You wouldn’t get a window-cleaner to fix your boiler. You wouldn’t get a graphic designer to tune your piano. So why do we let politicians try to fix our economy? In most cases, they’re completely unqualified!
Economics is a complicated field of study. Intelligent men and women spend years studying the theories, and still admit that there’s more to learn. Most of us don’t fully understand the complex interplay between markets, traders, securities, currencies, industries and nations. But we do trust that those who make the key decisions have a better understanding.
Politicians are not automatically economic experts
Do they, though? How many of the top politicians in Britain or America are trained economists? Not many. Yet they vote on important issues such as the debt ceiling, often basing their votes on… what? A hunch? Something they’ve read? Ideology? Something they’ve been told?
In case you think this is an anti-Republican rant, it really isn’t. Both Republicans and Democrats are equally at fault here. The likes of Michele Bachmann, Nancy Pelosi, Mitt Romney and Barack Obama are all trained and experieced in certain areas. But are they economists? No. So why are they making economic decisions of such huge importance?
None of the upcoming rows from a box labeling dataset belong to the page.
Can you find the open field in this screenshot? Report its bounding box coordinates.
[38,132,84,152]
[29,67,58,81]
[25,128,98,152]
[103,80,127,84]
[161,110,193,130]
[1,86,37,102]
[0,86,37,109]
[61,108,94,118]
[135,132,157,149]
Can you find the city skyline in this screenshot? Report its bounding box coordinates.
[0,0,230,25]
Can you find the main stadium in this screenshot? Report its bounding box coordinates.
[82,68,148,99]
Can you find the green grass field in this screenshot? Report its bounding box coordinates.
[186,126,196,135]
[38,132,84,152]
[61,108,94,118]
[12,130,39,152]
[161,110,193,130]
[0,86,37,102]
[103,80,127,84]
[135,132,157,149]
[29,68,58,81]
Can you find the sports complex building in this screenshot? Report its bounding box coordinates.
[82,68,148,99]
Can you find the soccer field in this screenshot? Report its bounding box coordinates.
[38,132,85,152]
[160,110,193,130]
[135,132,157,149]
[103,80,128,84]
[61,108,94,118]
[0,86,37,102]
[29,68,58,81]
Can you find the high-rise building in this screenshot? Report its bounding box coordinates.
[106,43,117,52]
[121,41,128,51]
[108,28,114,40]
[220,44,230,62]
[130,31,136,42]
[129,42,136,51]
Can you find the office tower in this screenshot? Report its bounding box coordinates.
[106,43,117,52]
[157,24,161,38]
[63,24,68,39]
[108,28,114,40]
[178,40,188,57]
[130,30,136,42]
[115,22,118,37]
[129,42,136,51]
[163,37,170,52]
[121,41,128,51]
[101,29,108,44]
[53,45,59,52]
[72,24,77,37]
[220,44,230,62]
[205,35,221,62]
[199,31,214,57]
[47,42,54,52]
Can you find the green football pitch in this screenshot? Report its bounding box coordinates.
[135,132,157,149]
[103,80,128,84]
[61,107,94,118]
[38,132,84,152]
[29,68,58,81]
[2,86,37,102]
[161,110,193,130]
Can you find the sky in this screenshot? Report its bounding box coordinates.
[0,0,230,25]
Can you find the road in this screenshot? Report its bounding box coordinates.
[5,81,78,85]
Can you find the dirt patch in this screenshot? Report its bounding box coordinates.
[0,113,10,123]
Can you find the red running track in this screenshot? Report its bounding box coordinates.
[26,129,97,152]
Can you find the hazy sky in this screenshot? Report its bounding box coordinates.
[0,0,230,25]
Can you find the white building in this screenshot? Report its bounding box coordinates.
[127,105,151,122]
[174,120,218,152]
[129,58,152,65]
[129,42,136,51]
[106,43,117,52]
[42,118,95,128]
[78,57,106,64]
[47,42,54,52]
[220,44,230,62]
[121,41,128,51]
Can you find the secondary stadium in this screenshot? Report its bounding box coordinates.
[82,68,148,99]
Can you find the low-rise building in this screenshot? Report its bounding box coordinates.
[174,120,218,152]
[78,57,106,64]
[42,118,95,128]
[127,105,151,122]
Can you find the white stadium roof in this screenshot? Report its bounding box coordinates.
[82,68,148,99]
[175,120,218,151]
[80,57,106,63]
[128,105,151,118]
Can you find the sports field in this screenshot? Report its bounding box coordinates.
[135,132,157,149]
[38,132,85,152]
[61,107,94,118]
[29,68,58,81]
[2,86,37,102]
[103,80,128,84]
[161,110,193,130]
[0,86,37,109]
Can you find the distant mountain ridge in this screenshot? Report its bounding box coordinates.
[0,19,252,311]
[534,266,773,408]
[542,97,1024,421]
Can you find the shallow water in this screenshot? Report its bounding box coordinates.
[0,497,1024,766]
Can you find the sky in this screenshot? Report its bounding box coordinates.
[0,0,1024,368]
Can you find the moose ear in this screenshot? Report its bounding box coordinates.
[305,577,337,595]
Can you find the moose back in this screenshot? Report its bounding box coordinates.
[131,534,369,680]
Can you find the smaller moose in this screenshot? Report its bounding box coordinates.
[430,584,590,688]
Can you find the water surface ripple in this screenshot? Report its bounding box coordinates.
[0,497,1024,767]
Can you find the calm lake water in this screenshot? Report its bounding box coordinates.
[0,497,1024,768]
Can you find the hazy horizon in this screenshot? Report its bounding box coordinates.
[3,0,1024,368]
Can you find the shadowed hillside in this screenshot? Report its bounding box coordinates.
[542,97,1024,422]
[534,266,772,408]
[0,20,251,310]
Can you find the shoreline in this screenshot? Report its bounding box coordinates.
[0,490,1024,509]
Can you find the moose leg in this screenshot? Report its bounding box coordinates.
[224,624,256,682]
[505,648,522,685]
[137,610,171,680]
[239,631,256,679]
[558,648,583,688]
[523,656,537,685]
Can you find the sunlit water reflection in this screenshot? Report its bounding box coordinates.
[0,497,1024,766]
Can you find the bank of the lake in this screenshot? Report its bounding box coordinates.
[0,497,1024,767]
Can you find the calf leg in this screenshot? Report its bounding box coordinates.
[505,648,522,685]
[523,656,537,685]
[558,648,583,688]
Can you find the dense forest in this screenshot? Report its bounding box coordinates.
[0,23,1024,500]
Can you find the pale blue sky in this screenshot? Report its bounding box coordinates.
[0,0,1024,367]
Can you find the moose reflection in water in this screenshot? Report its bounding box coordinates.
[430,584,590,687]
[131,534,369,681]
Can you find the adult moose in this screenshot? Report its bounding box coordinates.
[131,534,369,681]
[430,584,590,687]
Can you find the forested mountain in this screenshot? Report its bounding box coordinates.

Economists should have a central role
I’m not arguing that economists are perfect, or that they would always make the right decision. But they might have a better shot at it. If we continue to put such important economic decisions in the hands of people whose expertise is in other matters, we are denying the value of economic analysis. Economists should not be reduced to fringe characters, shouting from the sidelines and being interviewed on TV about whether politicians are making the right decisions.
We need an economic panel akin to the Supreme Court, although it would have to be closer to the spirit of the Supreme Court than the reality of that soured institution’s current disgraceful decline. An economic panel could make the really important economic decisions. Does that sound undemocratic? It need not be. But it could be the only way we can avoid having rank amateurs marching into political office and thinking that their time managing a chicken farm in Iowa qualifies them to make massive economic decisions that affect the fate of the world.